In the meantime, China’s national trading scheme, which has supplanted the European Union’s carbon market as the world’s largest, has made a slow start since launching on July 16. Activity has dropped dramatically after 4.1 million tons of carbon changed hands on its debut, and the cumulative total stands at just 6 million tons.
With about 4 billion tons of allowances issued, that represents a meager churn rate of less than 2%, just a fraction of the EU’s. Moreover, access to trading has been rolled out very slowly and only a few of the 2,200 power companies holding permits have participated so far.
Prices are also too low to drive investment to cleaner power, said Mei. The peak so far has been 58.7 yuan ($9.05) a ton on Aug. 4, and Mei said he expects prices at between 50 and 80 yuan for most of the year. That’s a tiny cost to emitters compared to about $67 a ton in the EU.
Prices edged up 1% to 55.9 yuan a ton on Wednesday with 20,000 tons changing hands, the National Carbon Emissions Trading Agency said by WeChat.
Putting a price on emissions is one tool for delivering on President Xi Jinping’s vision of a carbon neutral economy by 2060. It’s a target that’s been given fresh urgency after a United Nations climate report this week warned that time is fast running out to stop the worst effects of global warming.

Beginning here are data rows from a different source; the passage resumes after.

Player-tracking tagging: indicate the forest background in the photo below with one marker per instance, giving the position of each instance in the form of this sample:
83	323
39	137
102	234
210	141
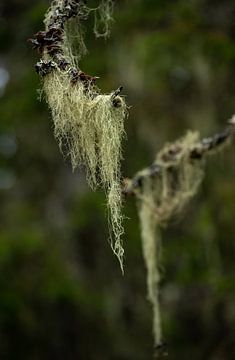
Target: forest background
62	295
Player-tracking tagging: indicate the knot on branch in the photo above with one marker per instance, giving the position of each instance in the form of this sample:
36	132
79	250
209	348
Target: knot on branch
44	67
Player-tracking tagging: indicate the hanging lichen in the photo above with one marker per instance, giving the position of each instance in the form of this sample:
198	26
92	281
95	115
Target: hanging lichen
162	191
159	198
88	125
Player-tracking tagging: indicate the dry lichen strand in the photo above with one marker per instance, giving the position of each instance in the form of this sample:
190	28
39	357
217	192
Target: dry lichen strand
161	197
90	130
178	179
151	245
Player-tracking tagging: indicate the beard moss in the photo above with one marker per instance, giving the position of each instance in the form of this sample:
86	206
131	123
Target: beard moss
89	130
160	198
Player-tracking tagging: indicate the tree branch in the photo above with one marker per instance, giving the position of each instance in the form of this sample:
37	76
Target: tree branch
199	151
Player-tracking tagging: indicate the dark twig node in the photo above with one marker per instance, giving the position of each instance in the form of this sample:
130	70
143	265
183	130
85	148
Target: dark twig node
160	351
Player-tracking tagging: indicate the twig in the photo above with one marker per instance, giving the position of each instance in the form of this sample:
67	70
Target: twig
204	148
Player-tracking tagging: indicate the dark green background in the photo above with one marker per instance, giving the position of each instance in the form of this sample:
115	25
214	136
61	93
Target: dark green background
62	295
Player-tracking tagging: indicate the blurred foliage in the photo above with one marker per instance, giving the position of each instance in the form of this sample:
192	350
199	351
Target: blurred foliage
62	293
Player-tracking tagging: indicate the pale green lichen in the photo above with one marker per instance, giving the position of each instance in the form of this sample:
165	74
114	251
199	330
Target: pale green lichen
88	125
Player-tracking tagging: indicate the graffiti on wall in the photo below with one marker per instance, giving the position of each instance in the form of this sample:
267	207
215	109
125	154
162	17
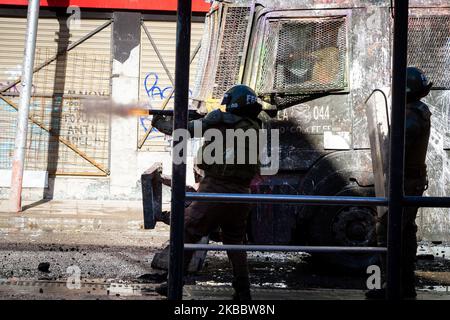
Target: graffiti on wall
156	93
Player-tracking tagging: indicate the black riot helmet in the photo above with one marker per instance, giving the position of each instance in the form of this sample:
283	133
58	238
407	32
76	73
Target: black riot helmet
417	84
242	100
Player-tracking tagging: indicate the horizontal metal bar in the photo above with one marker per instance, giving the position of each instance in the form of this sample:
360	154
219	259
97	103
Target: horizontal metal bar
430	202
311	249
287	199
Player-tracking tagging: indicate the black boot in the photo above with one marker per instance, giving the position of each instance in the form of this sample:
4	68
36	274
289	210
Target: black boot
376	294
162	289
241	290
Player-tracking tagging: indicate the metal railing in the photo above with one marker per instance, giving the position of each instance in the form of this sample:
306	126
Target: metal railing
395	200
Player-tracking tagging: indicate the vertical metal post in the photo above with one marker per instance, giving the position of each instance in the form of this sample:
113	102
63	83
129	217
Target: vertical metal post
175	284
24	106
397	150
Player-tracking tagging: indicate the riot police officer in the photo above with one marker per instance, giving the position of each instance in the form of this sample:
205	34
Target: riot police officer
201	218
417	133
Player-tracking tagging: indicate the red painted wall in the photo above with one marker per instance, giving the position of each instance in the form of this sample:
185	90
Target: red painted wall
160	5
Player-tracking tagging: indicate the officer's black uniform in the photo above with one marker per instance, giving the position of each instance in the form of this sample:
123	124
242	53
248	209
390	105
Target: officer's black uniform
417	133
202	218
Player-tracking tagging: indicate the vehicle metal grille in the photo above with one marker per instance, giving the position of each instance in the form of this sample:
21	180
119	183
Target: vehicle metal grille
303	56
429	47
231	50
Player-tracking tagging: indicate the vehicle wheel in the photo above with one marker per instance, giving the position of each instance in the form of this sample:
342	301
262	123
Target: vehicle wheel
345	226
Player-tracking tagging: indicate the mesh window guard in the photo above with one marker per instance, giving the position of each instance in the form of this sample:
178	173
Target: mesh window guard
429	47
301	56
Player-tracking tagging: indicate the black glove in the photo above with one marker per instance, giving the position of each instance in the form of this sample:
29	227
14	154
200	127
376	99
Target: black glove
163	123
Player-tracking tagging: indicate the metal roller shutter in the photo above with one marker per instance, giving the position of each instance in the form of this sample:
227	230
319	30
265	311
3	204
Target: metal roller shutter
61	139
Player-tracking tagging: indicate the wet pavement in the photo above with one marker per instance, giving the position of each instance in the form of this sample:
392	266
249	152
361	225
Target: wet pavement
100	251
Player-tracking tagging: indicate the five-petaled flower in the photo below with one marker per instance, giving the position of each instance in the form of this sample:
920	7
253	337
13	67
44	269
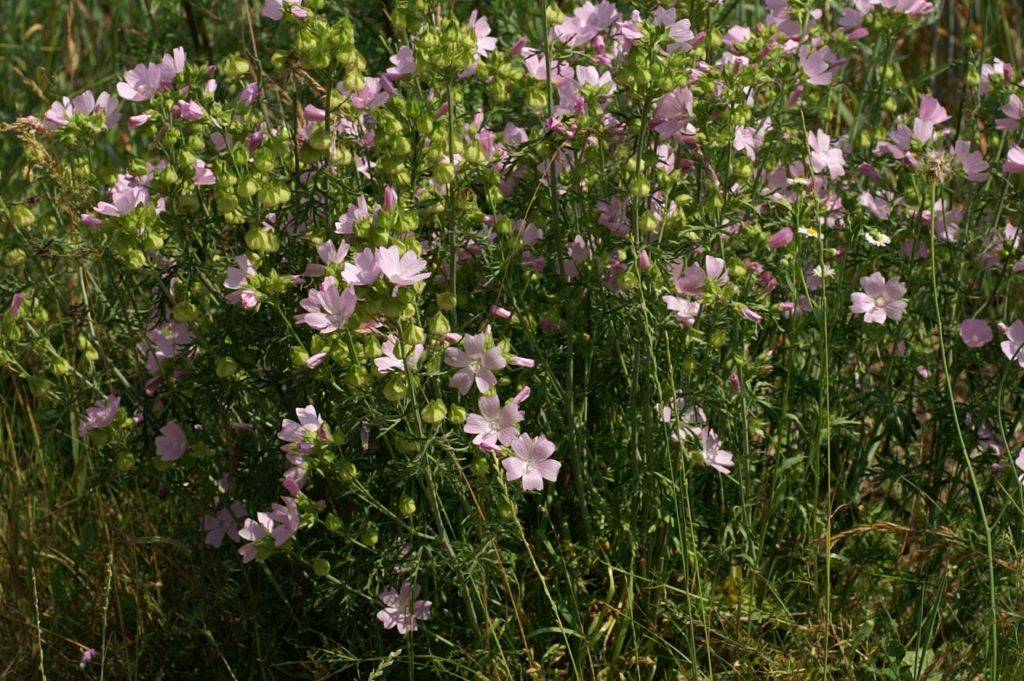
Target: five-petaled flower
531	463
881	299
401	608
475	365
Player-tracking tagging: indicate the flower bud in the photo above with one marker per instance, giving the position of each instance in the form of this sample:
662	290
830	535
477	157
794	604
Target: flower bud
22	217
226	368
446	301
458	415
14	257
434	412
263	241
184	312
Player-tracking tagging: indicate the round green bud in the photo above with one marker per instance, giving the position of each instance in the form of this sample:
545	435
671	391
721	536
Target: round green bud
226	368
434	412
22	217
14	257
457	415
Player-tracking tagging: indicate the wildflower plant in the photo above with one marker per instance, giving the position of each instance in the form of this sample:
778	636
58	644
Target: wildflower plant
616	337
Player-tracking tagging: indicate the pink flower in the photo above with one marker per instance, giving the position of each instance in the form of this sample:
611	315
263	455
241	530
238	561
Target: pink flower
126	196
974	164
141	82
238	280
59	113
712	452
587	23
691	281
145	80
475	365
402	609
189	111
330	255
532	462
686	310
204	175
389	362
253	530
171	442
819	66
495	423
1015	161
484	42
301	435
823	156
673	113
976	333
1012	347
364	270
249	94
880	300
780	239
400	268
100	415
274	9
355	212
327	308
224	523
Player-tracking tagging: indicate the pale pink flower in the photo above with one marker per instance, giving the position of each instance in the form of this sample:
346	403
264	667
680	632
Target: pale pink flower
389	362
976	333
531	463
301	435
100	415
254	530
364	270
692	280
401	608
974	164
223	523
1014	109
402	64
824	156
882	299
1013	347
355	212
672	116
712	452
204	174
820	65
485	43
475	365
189	111
780	239
587	23
238	281
327	308
495	423
1015	161
401	268
171	442
686	310
330	255
274	9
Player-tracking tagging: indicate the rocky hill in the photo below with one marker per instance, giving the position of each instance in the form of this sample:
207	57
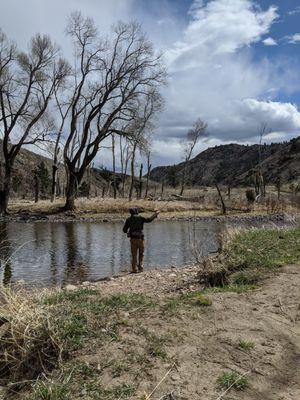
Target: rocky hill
233	165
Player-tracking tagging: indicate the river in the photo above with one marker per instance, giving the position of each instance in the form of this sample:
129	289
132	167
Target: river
46	254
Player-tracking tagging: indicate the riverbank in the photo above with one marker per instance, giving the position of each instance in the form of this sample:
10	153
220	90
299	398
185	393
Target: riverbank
163	334
109	210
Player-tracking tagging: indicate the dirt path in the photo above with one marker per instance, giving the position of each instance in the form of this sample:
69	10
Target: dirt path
206	343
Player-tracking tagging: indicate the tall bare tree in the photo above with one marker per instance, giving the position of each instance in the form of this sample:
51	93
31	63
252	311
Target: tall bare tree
27	83
199	130
109	83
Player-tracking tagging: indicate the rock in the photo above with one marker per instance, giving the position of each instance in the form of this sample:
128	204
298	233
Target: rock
70	288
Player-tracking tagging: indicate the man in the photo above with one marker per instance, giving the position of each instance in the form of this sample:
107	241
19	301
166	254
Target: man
134	228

But the world’s second-largest economy -- and its biggest carbon emitter -- is also wrestling with slowing growth. The low stakes and relative lack of ambition baked into China’s carbon market, at least at its inception, are largely due to this competing influence. Only last month, China’s top policy makers urged an easing of the aggressive measures taken to reduce emissions as Beijing strives to balance economic health with its climate goals.
Still, the market is expected to expand, adding another seven sectors beyond power by 2025. That would capture 7,000 to 8,000 companies responsible for about 9 billion tons of carbon emissions, according to Mei.